Mientras tanto se está analizando la idea de instalar un hotel boutique, en alianza con una cadena de primer nivel en el mundo. "A la altura del Fasano o Sethai". Eso demandará dos años de obras.
El proyecto también contempla un estacionamiento para 200 vehículos, con servicio de valet. Cuando se comience a construir el hotel, ese estacionamiento va a la tercera manzana donde ya se han adquirido 2.000 metros de tierra, que será el definitivo. "Todo el emprendimiento demandará unos cuatro años".

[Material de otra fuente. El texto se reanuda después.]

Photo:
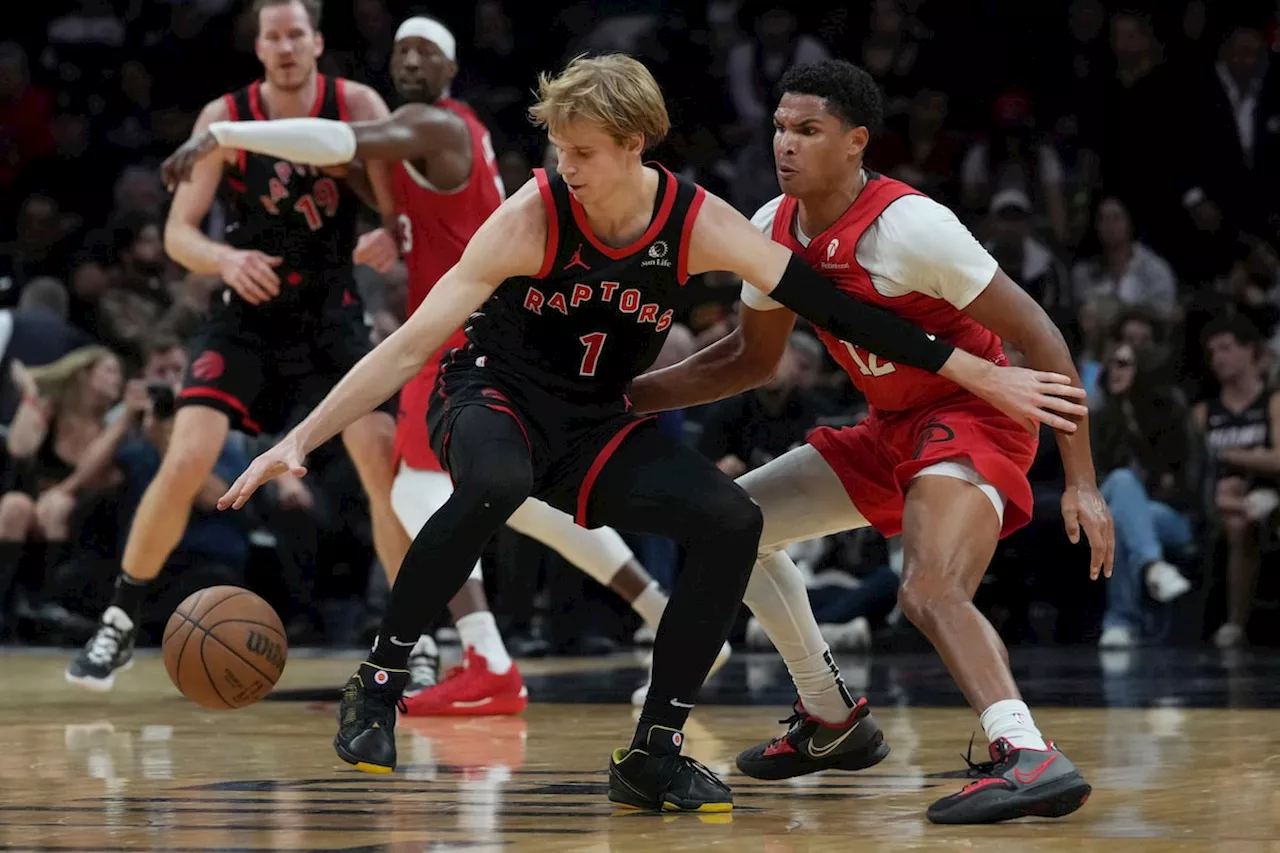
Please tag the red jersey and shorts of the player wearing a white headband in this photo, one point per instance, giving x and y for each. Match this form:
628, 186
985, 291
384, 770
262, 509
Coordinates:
435, 229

Lo curioso es que este empresario, que hoy desembolsa cerca de siete millones de dólares para comprar los terrenos para Oh!, comenzó a trabajar a los 7 años vendiendo libros en Plaza Italia, de Buenos Aires. "Este señor -acota Carlos Ott- se fue a China sin hablar nada de mandarín, a los 22 años, cuando nadie iba hacia allá, se consiguió un cartel que se colgó en el cuerpo, y caminaba por la calle de Cantón diciendo `busco negocios, este es el número de mi hotel`. Y abrió una empresa".
"En ese momento vi que China era el futuro, y ahora creo en Oh! como el futuro", dice Javier Stolovitsky, convencido que primero debe darse para recibir. Por eso piensa en estacionamientos, salas de convenciones, vereda, rotondas, todo lo que mejore La Barra como tal. "Y luego será la hora de recibir, siempre con el sello de Ott".
-¿No siente temor?
-No te voy a mentir: sí, a veces. Hay mucha gente que me pregunta si estoy loco, cómo voy a hacer para que esto funcione todo el año. Mi apuesta es esa. Estoy dispuesto, en los primeros tiempos, a validar los precios de lo que paga hoy un local en una temporada, y subvencionar los alquileres de todo el año.